Editor's note: The markets and our offices are closed on Friday, July 3 for the Independence Day holiday. Because of this, we won't publish Altimetry Daily Authority. Please look for your next edition on Monday, July 6.
On behalf of the Altimetry team, we wish you a safe and relaxing holiday weekend.
Qualcomm (QCOM) spent years trying to convince investors that it could do more than power smartphones...
The company dominated the chip market for those devices. Then it expanded into cars, connected devices, and PCs.
This was right around the time investor attention shifted to AI. But Qualcomm couldn't keep up.
Its revenue peaked at $44 billion in fiscal year 2022 and then slipped to $36 billion during the handset downturn. (Global smartphone shipments and sales fell about 4% in 2023.)
The business survived the slump, recovering to $44.3 billion in fiscal year 2025. But it has been treading water since then.
Today, we'll look at how Qualcomm is finally entering the AI market, and why investors have yet to price in a return to stronger profitability.
Qualcomm's data-center push is no longer a side project...
Smartphones run on a tight power supply, so their batteries need to last. Data centers now face a similar constraint... at a much larger scale.
At its June 24 Investor Day, Qualcomm unveiled its infrastructure roadmap for the AI and data-center markets. This included the Dragonfly C1000 data-center CPU and other new products.
Its data-center lineup aims to maximize performance per watt and lower total costs over the life of chips.
According to Qualcomm, Meta Platforms (META) agreed to use the Dragonfly C1000, and future iterations of the CPU, in its AI infrastructure starting in 2028.
AI power demand keeps growing. Yet power availability is becoming one of the biggest bottlenecks for hyperscale operators.
Qualcomm is trying to bring its "wireless DNA" into that environment.
Its data-center expansion should produce billions of dollars in revenue starting next year...
Qualcomm lifted its fiscal 2029 non-handset revenue target to $40 billion, roughly twice its prior goal.
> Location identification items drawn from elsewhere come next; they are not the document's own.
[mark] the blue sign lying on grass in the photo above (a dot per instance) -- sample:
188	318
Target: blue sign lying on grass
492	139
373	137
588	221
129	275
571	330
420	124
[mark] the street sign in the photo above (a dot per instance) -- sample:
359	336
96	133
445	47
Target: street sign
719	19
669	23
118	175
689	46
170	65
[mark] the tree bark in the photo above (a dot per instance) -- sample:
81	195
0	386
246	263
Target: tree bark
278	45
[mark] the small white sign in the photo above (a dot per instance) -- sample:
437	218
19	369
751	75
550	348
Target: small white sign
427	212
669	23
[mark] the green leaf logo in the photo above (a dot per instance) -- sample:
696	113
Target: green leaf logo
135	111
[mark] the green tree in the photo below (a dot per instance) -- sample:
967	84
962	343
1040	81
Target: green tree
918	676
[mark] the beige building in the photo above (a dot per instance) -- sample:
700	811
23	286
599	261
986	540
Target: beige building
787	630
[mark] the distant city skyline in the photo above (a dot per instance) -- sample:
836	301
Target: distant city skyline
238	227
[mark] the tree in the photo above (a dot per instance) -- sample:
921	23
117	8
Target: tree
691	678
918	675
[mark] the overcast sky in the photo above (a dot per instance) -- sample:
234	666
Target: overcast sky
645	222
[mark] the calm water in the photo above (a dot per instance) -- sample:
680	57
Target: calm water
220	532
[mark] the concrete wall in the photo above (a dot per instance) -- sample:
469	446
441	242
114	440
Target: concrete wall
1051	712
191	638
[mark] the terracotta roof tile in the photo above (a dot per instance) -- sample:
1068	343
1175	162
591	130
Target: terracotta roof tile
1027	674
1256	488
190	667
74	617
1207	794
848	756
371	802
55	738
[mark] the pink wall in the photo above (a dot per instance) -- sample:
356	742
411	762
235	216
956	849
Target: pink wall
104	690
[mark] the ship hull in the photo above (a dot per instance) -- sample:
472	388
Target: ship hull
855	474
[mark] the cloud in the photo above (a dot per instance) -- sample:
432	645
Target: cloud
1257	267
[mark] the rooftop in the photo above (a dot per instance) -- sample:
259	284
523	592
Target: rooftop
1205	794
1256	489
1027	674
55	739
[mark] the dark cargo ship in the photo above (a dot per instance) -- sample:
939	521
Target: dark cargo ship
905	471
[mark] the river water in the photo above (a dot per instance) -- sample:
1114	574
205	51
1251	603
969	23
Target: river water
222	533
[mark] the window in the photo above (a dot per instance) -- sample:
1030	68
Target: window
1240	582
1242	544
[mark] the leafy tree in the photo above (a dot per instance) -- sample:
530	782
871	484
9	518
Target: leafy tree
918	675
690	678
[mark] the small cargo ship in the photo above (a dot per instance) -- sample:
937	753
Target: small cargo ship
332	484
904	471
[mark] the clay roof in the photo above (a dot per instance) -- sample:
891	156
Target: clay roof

At least $15 billion is expected to come from data centers.
That's a major shift for a company that investors still associate with cell phones.
And that seems to be what the market is worried about... Wall Street analysts expect Qualcomm's smartphone revenue to fall between $5 billion and $6 billion heading into next year.
This is exactly why the data-center pivot matters.
Despite record demand, investors aren't optimistic about Qualcomm's long-term performance...
We can see this through our Embedded Expectations Analysis ("EEA") framework.
The EEA starts by looking at a company's current stock price. From there, we can calculate what the market expects from the company's future cash flows. We then compare that with our own cash-flow projections.
In short, it tells us how well a company has to perform in the future to be worth what the market is paying for it today.
Over the past decade, Qualcomm's Uniform return on assets ("ROA") was consistently above 20%. That means the company generated big profits through its core chip franchises.
When the handset downturn hit, the company's revenue fell and investor confidence collapsed. After three rough years, the market appears to be treating the 20% Uniform ROA as a hard cap, even though Qualcomm has spent years performing above that level.
Take a look...
The market expects the post-2022 version of Qualcomm to persist, even as the company's revenue mix shifts toward a much bigger AI opportunity.
Qualcomm missed the first wave of the AI trade, but it can still win...
Qualcomm's AI business is young... Its data-center products are only beginning to ramp up.
That said, the company now has a major hyperscale customer in Meta... And it's inking agreements for a brand-new chip line.
Management has nearly doubled its revenue expectations for non-smartphone chips by 2029. That tells us the company's growth will be stronger than investors currently expect.
They've spent years learning to discount Qualcomm.
But now, it's reverting to the profitability investors used to see... while staking its claim in an entirely new market.